Clinical Presentation
Patients with long-lasting lesions or the presence of other systemic symptoms should be evaluated for other diseases (see Box 20-1). Urticarial vasculitis is classified by painful or pruritic lesions lasting longer than 48 hours and may leave residual skin changes unrelated to excoriation. Concurrent systemic complaints or abnormal laboratory findings indicative of an inflammatory process, such as an elevated erythrocyte sedimentation rate (ESR) or C-reactive protein (CRP) or low complement levels, are seen. A skin biopsy is required to rule out urticarial vasculitis. Urticaria pigmentosa, a subset of mastocytosis, may mimic urticaria, although these lesions are typically pigmented and last longer than urticaria. The presence of fever with urticaria can occur in Schnitzler’s syndrome and Muckle-Wells syndrome. Schnitzler’s syndrome is described as recurrent urticaria with arthralgia, fever, and elevation in inflammatory markers in association with an elevation in IgM. Muckle-Wells syndrome is a periodic fever syndrome with urticaria associated with periodic, unexplained fevers.

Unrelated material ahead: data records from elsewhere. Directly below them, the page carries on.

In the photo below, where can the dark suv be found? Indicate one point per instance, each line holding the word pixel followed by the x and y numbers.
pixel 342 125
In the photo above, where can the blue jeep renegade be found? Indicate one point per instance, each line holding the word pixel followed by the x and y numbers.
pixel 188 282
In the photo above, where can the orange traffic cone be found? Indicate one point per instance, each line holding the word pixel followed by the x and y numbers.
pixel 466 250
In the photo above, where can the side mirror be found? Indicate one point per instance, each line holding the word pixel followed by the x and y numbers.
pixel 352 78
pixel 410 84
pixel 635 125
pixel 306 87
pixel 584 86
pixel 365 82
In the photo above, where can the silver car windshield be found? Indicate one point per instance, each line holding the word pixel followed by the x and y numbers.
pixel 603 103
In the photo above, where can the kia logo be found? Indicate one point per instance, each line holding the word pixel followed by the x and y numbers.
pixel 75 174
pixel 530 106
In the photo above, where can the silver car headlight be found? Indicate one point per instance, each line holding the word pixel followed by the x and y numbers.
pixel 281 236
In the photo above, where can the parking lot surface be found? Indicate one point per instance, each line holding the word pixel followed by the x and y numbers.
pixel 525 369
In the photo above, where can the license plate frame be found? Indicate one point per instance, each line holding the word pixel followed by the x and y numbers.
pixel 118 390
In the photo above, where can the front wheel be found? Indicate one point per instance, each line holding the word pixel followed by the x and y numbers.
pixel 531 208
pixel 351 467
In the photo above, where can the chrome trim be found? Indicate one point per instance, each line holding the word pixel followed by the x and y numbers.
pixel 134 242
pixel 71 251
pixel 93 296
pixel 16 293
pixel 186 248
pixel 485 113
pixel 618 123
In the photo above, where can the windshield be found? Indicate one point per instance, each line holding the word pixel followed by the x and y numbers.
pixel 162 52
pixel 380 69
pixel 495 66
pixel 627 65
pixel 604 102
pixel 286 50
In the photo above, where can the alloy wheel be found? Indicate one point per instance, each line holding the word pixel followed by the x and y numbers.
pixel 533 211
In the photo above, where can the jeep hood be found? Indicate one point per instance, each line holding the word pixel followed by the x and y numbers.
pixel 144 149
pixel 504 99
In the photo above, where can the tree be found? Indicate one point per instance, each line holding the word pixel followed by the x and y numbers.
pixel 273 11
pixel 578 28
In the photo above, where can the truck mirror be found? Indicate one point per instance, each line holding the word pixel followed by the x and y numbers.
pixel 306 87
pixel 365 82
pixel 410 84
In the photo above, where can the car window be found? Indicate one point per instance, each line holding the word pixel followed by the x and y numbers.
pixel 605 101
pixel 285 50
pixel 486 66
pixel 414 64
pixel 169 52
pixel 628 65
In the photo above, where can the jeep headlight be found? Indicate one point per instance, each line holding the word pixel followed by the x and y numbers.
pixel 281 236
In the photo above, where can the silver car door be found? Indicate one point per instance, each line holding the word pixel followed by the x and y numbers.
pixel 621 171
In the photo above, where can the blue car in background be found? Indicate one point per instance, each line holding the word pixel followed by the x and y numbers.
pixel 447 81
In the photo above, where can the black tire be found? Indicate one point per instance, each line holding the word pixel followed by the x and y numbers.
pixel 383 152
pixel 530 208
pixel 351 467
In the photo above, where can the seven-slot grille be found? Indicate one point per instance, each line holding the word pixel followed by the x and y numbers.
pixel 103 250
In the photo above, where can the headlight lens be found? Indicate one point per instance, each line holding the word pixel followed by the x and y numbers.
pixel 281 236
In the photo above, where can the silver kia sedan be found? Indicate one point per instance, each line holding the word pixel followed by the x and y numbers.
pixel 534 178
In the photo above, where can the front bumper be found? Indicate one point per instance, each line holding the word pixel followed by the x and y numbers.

Box 20-1 Differential Diagnosis of Urticaria and Angioedema
History
In diagnosing either acute or chronic urticaria, a thorough history is the most important element along with a detailed physical examination. The history should elicit the time of onset of hives (because some patients may experience diurnal variation) and the specific days that the patient is affected because there may be an association with certain environmental exposures or stressors. A description of the lesions, including their shape, size, distribution, color, pigmentation, and the quality of pain or itch, is important in confirming the diagnosis of urticaria. To identify acute triggers, the history should elicit recent use of medications, including antibiotics, nonsteroidal antiinflammatory drugs (NSAIDs), and aspirin; food ingested shortly before symptom occurrence (especially within 2 hours of lesion appearance); implanted surgical devices; insect stings; and changes in environment. Questions regarding recent infections or to evaluate for symptoms of thyroid disease are important (see Chapter 68). For female patients, it is important to investigate if there is a variation of hives in relation to hormonal changes observed with menses or pregnancy. Physical triggers are important for defining physical urticarias. Further evaluation of life stressors may assist in understanding the timing of lesions. It is also important to evaluate how the patient is coping and what therapeutics, including nonprescription medications or dietary changes, are being used and if they are providing any relief. Some patients with chronic urticaria are on restricted diets, which are unnecessary and may lead to nutritional deficits. Medication side effects should also be evaluated.
Physical Examination
The physical examination is important in solidifying the diagnosis of urticaria, but it cannot distinguish between acute and chronic urticaria. The examination should focus on the size, distribution, and color of the lesions. Whereas wheals are characteristically pink or red because of histamine-induced dilatation of vessels in the skin and are easily blanched, vasculitic lesions have a darker red or purple appearance resulting from vascular damage and leakage. Cholinergic urticaria has a characteristic “fried egg” appearance with a small wheal and surrounding large flare (Figure 20-3). The physical examination should include testing for dermatographism, which can be elicited by applying linear pressure to skin using a blunt object, such as a tongue depressor. In some types of physical urticaria, eliciting urticaria with additional maneuvers is diagnostic, as in the ice-cube test for cold urticaria. The physical examination should include thyroid palpation to assess for thyroid gland abnormalities.